The Court of Appeals for the Eighth Circuit has affirmed a lower court’s ruling awarding $93,243.50 in attorney fees and costs to the plaintiffs in a Fair Credit Reporting Act suit, arguing the defendant went too far with its discovery requests and for not taking reasonable steps to reduce the burden on the plaintiffs.
The background: A married couple learned that the defendant was reporting an automobile loan on their credit report as being discharged in bankruptcy, which was not true. They had been making payments on the loan for years.
- The couple sent letters to the defendant pointing out the error and nothing changed.
- They then filed suit in Indiana state court, accusing the defendant of failing to conduct a reasonable investigation under the FCRA.

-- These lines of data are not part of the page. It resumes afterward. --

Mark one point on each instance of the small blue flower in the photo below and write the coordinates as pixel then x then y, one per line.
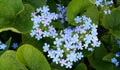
pixel 114 60
pixel 77 19
pixel 2 46
pixel 117 54
pixel 14 45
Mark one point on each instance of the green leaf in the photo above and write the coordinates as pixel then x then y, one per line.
pixel 32 58
pixel 96 61
pixel 112 22
pixel 108 57
pixel 92 1
pixel 55 66
pixel 36 3
pixel 93 13
pixel 20 23
pixel 76 7
pixel 81 66
pixel 8 62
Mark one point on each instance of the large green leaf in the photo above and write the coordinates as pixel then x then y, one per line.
pixel 16 5
pixel 8 62
pixel 112 22
pixel 96 60
pixel 21 23
pixel 81 66
pixel 32 58
pixel 15 16
pixel 36 3
pixel 75 7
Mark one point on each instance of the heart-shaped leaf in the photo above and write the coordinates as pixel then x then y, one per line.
pixel 32 58
pixel 8 62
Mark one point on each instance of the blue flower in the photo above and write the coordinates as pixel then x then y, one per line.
pixel 2 46
pixel 14 45
pixel 77 19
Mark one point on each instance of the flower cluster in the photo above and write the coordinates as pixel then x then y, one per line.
pixel 106 4
pixel 70 42
pixel 2 46
pixel 15 45
pixel 115 60
pixel 62 13
pixel 42 19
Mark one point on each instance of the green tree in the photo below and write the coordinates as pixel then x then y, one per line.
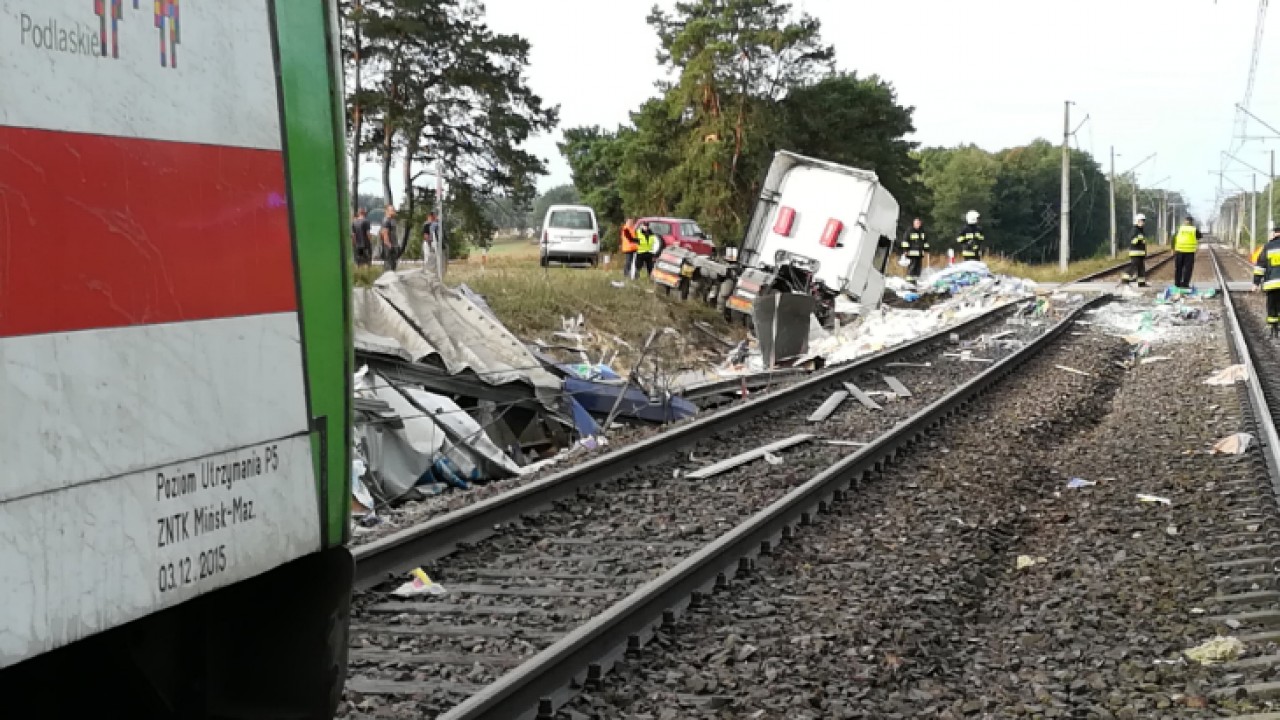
pixel 735 60
pixel 440 91
pixel 595 159
pixel 958 180
pixel 856 122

- The defendant removed the case to federal court and subsequently issued subpoenas that sought documents and deposition testimony from the plaintiffs in this case — the law firm the couple had hired. The requests sought information about the assistance the plaintiffs had provided to the couple and how it structured its business, as well as asking for assistance that the plaintiff provided to other clients.
- The plaintiff sought relief from the subpoenas and a District Court judge ruled that some of the defendant’s requests were not relevant to the suit filed by the couple against the defendant, quashed the subpoenas, and awarded the plaintiffs $93,243.50 in fees and costs. The defendant appealed the ruling.
The ruling: In this case, the defendant was sued for not conducting a reasonable investigation, and its defense was that it had no duty to investigate because it was not notified directly by the couple or indirectly through a reseller. The defendant’s view was the “directly” applied only to being notified by the consumer, and that a letter from a law firm can not trigger a duty to investigate.
- The issue with that interpretation, according to the Eighth Circuit, is that its reading of the statute isn’t the most practical. The word “directly” means who the letter goes to, not where the letter must come from. There is nothing in the FCRA that says the letter “must go directly from a consumer’s mailbox to the credit agency’s post office box or business address.”
- This meant that many of the requests from the defendant were irrelevant, the Eighth Circuit ruled.
- “It makes no difference that Experian believes it acted in good faith,” the Appeals Court wrote. “For one thing, the district court disagreed. But even if it had come out the other way, there is no good-faith defense for issuing an overly burdensome subpoena.”